So, there’s a shiny new hadron collider in Geneva, and not only is it large, it works! The next step, of course, is for it to make all kinds of spectacular discoveries about the fundamental structure of matter. All across the blogosphere people are putting forth their predictions for what the Large Hadron Collider will find. The best prediction award goes to Jester, who calculated the probability of producing dragons. (The original possibility having been suggested by Nima Arkani-Hamed.)
And what part of nature is hiding around the corner, waiting to be discovered? You may have heard that the LHC was built to find something called the Higgs Boson, and that this has something to do with why things have mass. That’s correct, but the possibilities are even richer. It turns out that our current understanding of particle physics tells us that there are at least two things that exist, but haven’t been found. They are:
- The Higgs
- Something Else.
Point 1 is from the fact that if particles have mass (which they do) and if there wasn’t something like the Higgs around then the laws of physics would predict fun, exiting, and impossible things. Say, if you put strawberries and yogurt in a blender, they would tell you the probability that you get a smoothie is 235%. (OK, the actual calculation is that if you fired two W particles at each other, they would bounce off at an angle of, say, 35 degrees 235% of the time.) It not that the calculation is wrong, it’s that it doesn’t make sense. Put in the Higgs boson, and the probabilities suddenly become sensible.
On the other hand, if you do put in a Higgs boson, the theory also tells you that the mass of the W particle should be 10 million billion times larger than it’s measured mass. This is where point 2, Something Else, comes in. There has to be a Higgs to gives particles masses, and another ingredient to keep that mass light.
So, what are the options? The number of possibilities for new physics that could be found at the LHC is, frankly, enormous. Hitoshi Murayama once produced a slide to illustrate the dizzying array of ideas. Supersymmetry, extra dimensions, technicolor; the names are nearly as wild as the concepts, and yet there is a good chance that one of these ideas will turn out to be how reality works. Discovering any one of these would change our understanding of the world, which would be fantastic (in case there was any doubt).
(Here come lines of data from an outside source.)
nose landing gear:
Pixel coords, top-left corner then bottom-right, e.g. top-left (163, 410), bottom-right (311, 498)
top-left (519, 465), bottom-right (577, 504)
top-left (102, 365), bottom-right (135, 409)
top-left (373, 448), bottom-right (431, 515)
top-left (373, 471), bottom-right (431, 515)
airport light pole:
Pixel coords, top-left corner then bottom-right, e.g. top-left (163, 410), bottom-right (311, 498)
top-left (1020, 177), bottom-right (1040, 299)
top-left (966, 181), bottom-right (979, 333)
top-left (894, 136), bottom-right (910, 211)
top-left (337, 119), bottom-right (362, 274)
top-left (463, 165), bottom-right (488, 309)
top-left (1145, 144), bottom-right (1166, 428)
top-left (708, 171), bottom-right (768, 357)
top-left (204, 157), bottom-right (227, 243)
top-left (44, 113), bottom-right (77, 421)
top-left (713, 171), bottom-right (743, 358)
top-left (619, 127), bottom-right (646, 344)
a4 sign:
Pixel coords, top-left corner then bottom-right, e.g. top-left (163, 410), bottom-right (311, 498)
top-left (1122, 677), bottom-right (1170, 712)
But, being that I’m an incorrigible optimist, those aren’t the ideas I’m betting on. Murayama reserves several regions of his slide for “Not yet thought of”, although in light of Jester’s calculation we should perhaps rephrase that as: “Here be dragons”. It’s possible that the new physics looks nothing like the ideas that have already been put forward. Unlike Jester’s “real” dragons, which have essentially zero probability of being produced, these intellectual dragons are, in my view, the most likely result. I say I’m optimistic for betting on this because, as exciting as the other possibilities are, this would be by far the most spectacular. It’s been decades since there was a fundamentally new result in particle physics. Theorists have had all that time to speculate about what could be next. If the LHC finds something that hasn’t already been articulated, the reaction won’t be “Oh yeah, we should have thought of that.” Seeing a dragon would almost certainly mean the beginning of a wonderfully confusing and (therefore) exciting time in science.
So, for my prediction for what the LHC will find — out of blind optimism — I’m going with “dragons”.